I am unsure about what to do in the following situation, where some levels of the fixed effect are missing (within a random effect) - they are unbalanced.
Imagine an aquarium with 5,000 individual fish. They are part of 100 different species. I want to test if there is a relationship between their weight (continuous) and whether they are fed by Alan or Susie (there only are two employees that feed fish). Species is the random effect.
My model looks like this: weight ~ employee + (1 + employee | species)
: mixed model (lmer
) with random intercept and slope.
But for some species, all fish are fed by the same employee (Alan or Susie). Should I leave these observations in the model, or should I exclude them? Is there some literature on this?
This should be fine. Mixed models are well suited to this kind of missingness, unless it's really extreme (e.g. there were no species, or very few, that were measured by both employees). A small made-up example is below.

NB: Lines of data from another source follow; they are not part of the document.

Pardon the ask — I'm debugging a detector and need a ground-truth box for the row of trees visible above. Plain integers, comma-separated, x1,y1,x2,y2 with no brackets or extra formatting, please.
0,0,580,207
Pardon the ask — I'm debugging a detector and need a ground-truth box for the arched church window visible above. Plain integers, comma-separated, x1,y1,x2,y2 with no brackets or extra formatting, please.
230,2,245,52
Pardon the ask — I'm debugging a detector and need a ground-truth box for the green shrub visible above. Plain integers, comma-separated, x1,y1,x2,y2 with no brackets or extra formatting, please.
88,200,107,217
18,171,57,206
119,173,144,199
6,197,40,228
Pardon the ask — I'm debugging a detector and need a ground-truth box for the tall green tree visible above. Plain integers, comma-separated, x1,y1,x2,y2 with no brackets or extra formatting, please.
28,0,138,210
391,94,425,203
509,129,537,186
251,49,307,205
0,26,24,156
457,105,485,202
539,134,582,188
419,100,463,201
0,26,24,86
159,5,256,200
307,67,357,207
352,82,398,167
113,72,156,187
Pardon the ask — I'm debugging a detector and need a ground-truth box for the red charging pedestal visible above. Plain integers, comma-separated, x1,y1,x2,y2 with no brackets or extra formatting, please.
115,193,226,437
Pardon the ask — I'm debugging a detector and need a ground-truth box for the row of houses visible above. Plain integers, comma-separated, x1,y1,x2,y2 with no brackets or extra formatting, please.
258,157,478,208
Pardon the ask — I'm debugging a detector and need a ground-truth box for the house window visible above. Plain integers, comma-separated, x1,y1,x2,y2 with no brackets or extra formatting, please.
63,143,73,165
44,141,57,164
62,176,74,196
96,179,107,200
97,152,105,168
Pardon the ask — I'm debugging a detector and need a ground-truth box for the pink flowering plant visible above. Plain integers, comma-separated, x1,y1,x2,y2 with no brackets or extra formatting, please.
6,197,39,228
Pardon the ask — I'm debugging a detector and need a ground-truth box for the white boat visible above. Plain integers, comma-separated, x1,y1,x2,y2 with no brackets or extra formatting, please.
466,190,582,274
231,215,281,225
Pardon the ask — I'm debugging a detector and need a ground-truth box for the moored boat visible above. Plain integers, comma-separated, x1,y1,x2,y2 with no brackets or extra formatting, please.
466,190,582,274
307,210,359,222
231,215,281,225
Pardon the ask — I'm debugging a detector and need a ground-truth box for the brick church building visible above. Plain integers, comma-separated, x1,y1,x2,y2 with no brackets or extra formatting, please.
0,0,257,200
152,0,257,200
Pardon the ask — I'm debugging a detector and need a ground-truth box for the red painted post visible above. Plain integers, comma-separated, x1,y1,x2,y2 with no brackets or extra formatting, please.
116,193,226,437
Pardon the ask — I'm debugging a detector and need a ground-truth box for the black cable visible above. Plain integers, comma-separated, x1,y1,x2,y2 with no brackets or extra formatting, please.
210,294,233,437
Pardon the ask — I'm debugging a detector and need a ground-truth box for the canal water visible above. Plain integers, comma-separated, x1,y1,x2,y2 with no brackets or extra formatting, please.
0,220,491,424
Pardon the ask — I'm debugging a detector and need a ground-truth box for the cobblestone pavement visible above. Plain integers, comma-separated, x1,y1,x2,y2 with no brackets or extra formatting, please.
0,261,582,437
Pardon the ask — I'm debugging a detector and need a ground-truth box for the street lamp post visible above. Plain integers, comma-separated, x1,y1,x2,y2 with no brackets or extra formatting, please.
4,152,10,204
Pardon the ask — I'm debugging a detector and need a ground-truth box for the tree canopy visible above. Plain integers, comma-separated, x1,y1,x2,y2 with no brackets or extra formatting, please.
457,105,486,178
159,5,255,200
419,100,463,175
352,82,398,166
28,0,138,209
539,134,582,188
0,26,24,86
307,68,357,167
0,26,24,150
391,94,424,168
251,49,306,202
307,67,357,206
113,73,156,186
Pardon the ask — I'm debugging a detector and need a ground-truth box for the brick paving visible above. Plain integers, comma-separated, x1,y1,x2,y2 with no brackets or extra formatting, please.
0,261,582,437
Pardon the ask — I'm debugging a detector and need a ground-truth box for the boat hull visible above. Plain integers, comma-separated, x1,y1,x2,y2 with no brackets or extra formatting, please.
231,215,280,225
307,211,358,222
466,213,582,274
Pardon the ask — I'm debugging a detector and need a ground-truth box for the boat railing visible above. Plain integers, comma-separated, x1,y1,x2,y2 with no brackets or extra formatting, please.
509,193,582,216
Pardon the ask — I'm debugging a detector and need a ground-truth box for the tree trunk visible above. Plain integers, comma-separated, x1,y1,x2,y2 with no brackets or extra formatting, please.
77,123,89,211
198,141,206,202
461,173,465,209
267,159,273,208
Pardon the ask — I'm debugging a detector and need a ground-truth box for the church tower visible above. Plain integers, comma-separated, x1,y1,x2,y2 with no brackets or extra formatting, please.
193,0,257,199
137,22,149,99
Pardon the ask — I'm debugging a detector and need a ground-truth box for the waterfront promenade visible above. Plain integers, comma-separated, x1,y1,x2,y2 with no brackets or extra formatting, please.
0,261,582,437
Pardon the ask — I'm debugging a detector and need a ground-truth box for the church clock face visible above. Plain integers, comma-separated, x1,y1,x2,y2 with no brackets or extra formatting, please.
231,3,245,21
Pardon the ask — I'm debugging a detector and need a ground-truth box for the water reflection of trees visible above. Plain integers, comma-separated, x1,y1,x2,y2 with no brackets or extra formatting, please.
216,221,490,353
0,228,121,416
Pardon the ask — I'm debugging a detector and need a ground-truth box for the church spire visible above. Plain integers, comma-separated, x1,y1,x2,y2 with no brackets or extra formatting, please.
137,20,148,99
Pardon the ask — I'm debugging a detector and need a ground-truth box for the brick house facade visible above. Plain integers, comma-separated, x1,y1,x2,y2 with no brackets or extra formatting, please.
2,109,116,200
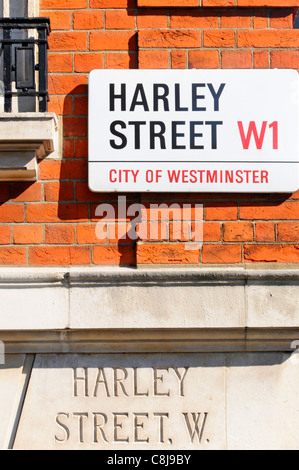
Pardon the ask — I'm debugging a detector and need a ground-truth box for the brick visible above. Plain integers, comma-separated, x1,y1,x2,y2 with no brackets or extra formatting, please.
203,29,236,47
136,9,168,29
0,182,10,202
240,201,299,220
106,52,137,69
172,10,219,29
89,31,136,51
170,51,187,69
76,182,106,203
43,11,71,31
12,183,42,202
75,139,88,158
93,245,136,266
29,246,91,266
0,247,27,266
44,181,74,202
244,244,299,263
0,225,11,245
253,51,270,69
48,53,73,73
74,52,104,73
255,222,275,242
223,222,253,242
170,222,191,242
137,0,200,8
40,0,88,10
77,224,107,245
202,244,242,264
27,202,88,223
49,31,87,51
237,29,299,48
63,117,87,137
237,0,299,7
205,202,238,221
271,50,299,69
74,96,88,116
138,51,169,69
270,8,294,29
13,225,44,245
45,224,75,245
0,204,24,223
39,160,62,180
220,10,252,28
108,223,136,244
138,29,201,49
62,138,74,158
136,222,169,241
49,75,87,95
189,51,220,69
90,0,135,8
137,243,200,265
221,51,252,69
252,9,268,29
203,222,221,242
73,11,104,30
202,0,236,7
39,160,87,180
48,96,73,116
105,10,135,29
277,222,299,242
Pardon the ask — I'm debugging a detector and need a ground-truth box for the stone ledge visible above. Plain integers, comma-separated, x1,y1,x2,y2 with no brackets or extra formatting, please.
0,327,299,354
137,0,299,8
0,113,59,181
0,267,299,353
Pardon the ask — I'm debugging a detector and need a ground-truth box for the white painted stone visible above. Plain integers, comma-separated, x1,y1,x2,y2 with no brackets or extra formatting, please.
227,353,299,450
247,281,299,328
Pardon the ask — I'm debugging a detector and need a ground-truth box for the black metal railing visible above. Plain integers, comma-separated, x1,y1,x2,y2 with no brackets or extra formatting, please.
0,18,50,113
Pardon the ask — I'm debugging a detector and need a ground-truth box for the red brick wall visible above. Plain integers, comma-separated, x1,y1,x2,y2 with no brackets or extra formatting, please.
0,0,299,266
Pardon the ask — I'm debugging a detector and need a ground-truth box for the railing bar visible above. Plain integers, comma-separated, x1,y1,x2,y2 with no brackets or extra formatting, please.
0,18,51,112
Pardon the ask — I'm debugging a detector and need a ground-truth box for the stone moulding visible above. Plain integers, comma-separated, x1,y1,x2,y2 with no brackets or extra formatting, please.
0,267,299,353
0,113,59,181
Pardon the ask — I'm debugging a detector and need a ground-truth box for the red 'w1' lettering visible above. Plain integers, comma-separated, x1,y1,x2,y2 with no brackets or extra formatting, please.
238,121,278,150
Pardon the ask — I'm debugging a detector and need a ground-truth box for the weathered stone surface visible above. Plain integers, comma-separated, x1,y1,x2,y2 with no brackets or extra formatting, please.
14,353,299,450
14,354,225,450
70,283,245,328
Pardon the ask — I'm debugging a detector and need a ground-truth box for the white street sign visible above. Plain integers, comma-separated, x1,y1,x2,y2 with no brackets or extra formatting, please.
88,70,299,193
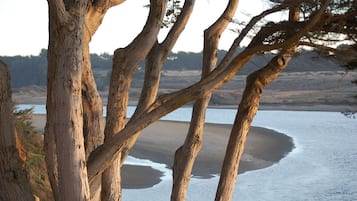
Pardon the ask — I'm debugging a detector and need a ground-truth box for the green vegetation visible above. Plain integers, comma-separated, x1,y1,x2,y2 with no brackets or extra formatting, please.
14,107,52,201
0,49,343,90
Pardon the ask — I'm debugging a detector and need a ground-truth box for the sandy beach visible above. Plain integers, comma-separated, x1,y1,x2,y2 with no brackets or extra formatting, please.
32,114,294,188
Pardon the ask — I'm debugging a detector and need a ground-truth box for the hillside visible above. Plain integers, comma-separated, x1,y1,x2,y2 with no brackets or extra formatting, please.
0,50,357,110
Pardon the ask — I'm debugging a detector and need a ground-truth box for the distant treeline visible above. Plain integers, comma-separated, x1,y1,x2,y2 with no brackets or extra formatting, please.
0,49,342,89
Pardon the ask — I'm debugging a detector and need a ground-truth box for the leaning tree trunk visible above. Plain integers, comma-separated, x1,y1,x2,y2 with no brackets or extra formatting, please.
0,61,34,201
82,0,124,201
215,7,299,201
121,0,195,163
171,0,239,201
101,1,166,201
46,0,90,201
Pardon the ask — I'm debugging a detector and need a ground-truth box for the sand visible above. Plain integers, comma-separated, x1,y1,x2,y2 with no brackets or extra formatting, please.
32,115,294,188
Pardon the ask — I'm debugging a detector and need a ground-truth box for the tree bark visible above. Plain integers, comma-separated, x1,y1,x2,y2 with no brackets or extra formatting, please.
121,0,195,163
215,7,299,201
82,0,124,201
88,1,328,185
0,60,34,201
46,0,90,201
171,0,239,201
102,0,166,201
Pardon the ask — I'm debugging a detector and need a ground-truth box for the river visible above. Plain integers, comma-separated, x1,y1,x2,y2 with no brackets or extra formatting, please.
19,105,357,201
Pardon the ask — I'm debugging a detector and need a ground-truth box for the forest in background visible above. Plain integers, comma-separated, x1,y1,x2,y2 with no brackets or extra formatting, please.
0,49,345,90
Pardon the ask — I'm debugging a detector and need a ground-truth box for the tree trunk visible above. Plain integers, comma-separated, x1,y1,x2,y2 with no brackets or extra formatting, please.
82,0,124,201
102,1,166,201
121,0,195,163
82,34,104,201
215,7,300,201
0,60,34,201
171,0,238,201
46,0,90,201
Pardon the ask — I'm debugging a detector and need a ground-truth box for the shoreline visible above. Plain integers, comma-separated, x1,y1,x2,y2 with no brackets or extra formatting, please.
32,114,294,189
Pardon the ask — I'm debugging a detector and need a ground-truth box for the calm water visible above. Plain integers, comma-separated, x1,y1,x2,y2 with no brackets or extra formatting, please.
20,105,357,201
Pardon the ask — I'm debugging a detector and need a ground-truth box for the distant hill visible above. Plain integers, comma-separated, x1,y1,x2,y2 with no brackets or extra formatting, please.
0,49,343,89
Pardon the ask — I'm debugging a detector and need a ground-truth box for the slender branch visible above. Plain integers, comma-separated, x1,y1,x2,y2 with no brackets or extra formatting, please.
47,0,70,24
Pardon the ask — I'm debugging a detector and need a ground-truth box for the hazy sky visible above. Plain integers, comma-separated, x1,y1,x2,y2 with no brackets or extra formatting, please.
0,0,270,56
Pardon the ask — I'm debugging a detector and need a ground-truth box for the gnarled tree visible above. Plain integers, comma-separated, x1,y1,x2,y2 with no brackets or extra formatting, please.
39,0,356,200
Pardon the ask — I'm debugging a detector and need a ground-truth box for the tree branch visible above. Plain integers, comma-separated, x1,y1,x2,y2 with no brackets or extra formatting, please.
47,0,70,24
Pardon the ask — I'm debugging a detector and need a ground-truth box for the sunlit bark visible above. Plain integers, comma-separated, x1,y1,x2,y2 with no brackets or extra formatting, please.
171,0,239,201
102,0,166,201
45,0,90,201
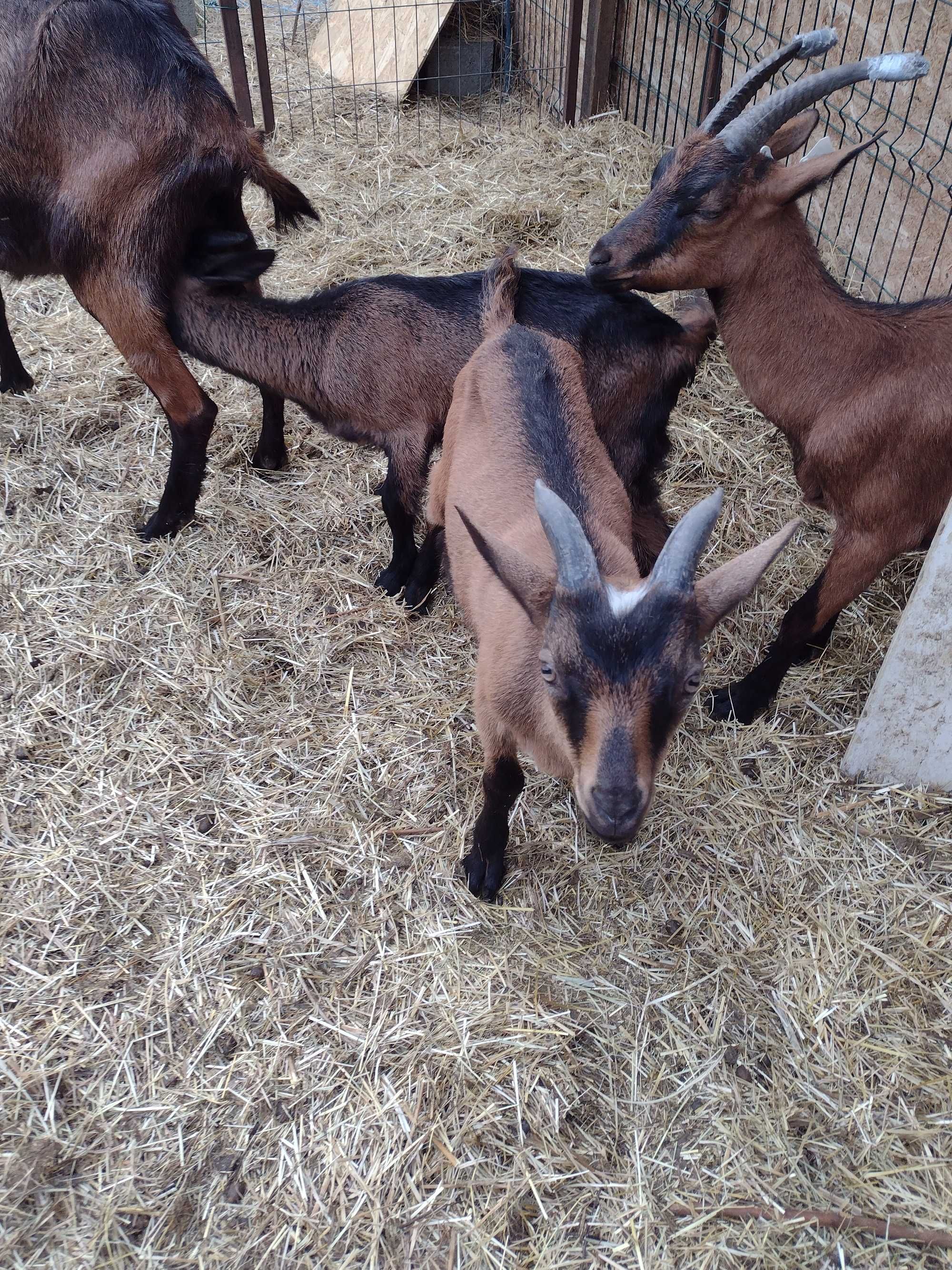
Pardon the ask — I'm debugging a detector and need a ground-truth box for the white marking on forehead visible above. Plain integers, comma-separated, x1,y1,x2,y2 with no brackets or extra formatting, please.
605,581,645,617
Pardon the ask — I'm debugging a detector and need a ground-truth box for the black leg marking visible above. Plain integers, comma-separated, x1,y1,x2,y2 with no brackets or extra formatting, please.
463,757,526,900
404,524,446,613
377,438,430,596
711,569,839,723
139,399,218,539
0,286,33,392
251,389,288,472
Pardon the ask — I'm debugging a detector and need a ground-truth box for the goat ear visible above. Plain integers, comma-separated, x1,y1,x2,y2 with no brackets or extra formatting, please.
694,520,802,639
767,109,820,159
456,507,554,629
760,133,880,206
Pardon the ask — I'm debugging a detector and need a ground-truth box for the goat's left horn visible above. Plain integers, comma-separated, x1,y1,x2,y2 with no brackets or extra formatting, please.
699,27,838,136
536,480,602,590
720,53,929,156
649,486,724,592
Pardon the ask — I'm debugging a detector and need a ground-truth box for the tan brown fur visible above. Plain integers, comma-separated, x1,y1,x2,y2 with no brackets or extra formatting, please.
175,250,714,603
428,260,794,898
0,0,321,537
589,110,952,721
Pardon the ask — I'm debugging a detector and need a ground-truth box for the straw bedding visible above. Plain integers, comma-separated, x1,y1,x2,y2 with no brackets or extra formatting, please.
0,72,952,1270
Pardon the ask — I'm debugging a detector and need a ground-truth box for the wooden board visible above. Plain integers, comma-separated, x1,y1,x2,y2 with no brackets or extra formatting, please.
311,0,453,101
843,490,952,791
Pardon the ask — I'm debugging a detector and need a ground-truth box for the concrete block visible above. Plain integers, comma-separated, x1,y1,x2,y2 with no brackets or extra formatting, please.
419,32,496,97
174,0,198,36
842,492,952,791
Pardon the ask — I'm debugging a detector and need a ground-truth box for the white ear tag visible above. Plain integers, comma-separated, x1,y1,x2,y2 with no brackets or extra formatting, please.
800,137,835,162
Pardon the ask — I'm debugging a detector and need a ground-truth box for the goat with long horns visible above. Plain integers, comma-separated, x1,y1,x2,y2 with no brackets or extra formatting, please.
588,29,952,723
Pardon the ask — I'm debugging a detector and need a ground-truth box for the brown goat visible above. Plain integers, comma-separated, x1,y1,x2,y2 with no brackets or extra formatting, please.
169,235,714,591
588,30,952,723
428,258,798,899
0,0,316,537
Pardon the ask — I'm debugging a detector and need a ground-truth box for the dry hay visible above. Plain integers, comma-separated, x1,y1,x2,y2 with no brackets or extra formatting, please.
0,84,952,1270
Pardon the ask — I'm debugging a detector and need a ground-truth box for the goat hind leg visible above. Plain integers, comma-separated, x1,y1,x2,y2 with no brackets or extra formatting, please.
404,524,446,613
377,434,429,596
80,286,218,539
0,283,33,392
216,202,288,472
711,533,902,723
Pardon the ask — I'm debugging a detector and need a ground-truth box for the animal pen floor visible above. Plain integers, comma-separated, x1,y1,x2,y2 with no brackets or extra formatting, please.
0,107,952,1270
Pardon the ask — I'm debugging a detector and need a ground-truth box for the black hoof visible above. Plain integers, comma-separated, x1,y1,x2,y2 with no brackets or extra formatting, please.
251,446,288,472
136,508,196,542
711,681,771,723
463,849,505,903
0,371,33,392
404,578,433,617
376,560,414,596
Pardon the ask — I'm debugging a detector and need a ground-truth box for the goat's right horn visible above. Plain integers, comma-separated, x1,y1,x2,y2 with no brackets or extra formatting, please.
536,480,602,590
699,27,838,136
647,486,724,593
720,53,929,155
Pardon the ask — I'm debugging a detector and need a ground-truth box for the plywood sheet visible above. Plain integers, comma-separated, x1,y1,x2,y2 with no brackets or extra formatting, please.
843,503,952,791
311,0,453,101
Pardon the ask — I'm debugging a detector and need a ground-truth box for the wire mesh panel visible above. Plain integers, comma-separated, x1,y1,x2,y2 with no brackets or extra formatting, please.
612,0,952,300
197,0,583,141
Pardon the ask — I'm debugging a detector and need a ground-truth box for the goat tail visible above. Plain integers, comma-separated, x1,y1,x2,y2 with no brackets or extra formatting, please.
244,128,320,234
482,246,519,339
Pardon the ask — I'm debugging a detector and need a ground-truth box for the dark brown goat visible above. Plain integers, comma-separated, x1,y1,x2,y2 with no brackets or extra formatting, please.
428,258,798,899
0,0,321,537
588,30,952,723
169,238,714,594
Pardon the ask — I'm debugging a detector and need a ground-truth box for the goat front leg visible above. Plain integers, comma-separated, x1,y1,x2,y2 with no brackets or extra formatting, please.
463,753,526,900
711,532,904,723
74,278,218,539
0,283,33,392
377,433,430,596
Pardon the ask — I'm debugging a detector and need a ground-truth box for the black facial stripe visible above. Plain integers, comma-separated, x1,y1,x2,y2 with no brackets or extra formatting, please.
573,590,688,683
649,686,678,762
555,683,592,753
651,150,674,189
595,728,635,789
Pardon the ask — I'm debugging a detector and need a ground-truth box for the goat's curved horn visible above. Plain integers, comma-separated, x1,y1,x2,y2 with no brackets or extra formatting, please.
699,27,838,136
536,480,602,590
647,486,724,592
720,53,929,155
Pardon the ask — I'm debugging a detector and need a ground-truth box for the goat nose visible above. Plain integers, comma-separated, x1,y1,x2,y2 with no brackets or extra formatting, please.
592,785,641,832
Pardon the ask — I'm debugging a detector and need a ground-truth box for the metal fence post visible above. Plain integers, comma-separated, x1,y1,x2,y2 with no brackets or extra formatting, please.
579,0,618,120
248,0,274,136
564,0,584,127
219,0,255,128
698,0,729,120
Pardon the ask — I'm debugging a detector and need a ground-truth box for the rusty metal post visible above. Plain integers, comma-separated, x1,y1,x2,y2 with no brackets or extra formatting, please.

The cases where employee 1's measurements were missing have slightly wider confidence intervals; the cases where employee 2's measurements are missing have considerably wider CIs on the employee-2 effect (not sure why these aren't exactly zero, but my guess is that it has to do with the particular random effects values simulated - i.e. the random effects have zero mean overall, so these may be slightly >0 to make the overall estimates balance ... ?)
n_emp <- 2
n_spp <- 10
n_rep <- 20
dd <- expand.grid(emp = factor(seq(n_emp)),
spp = factor(seq(n_spp)),
rep = seq(n_rep))
dd2 <- subset(dd,
!((emp=="1" & (spp %in% 1:2)) |
(emp=="2" & (spp %in% 3:4))))
library(lme4)
form <- weight ~ emp + (1 + emp | spp)
## BUG/edge case: form[-2] breaks?
dd2$weight <- simulate(~ emp + (1 + emp | spp),
seed = 101,
newdata = dd2,
newparams = list(beta = c(1,1),
theta = c(1,1,1),
sigma = 1),
family = gaussian)[[1]]
m <- lmer(form, data = dd2)
rr <- as.data.frame(ranef(m))
rr$miss <- with(rr,
ifelse(grp %in% 1:2, "miss1",
ifelse(grp %in% 3:4, "miss2",
"nomiss")))
library(ggplot2)
ggplot(rr, aes(y = grp, x = condval, xmin = condval-2*condsd,
xmax = condval + 2*condsd, colour = miss)) +
geom_pointrange() +
facet_wrap(~term)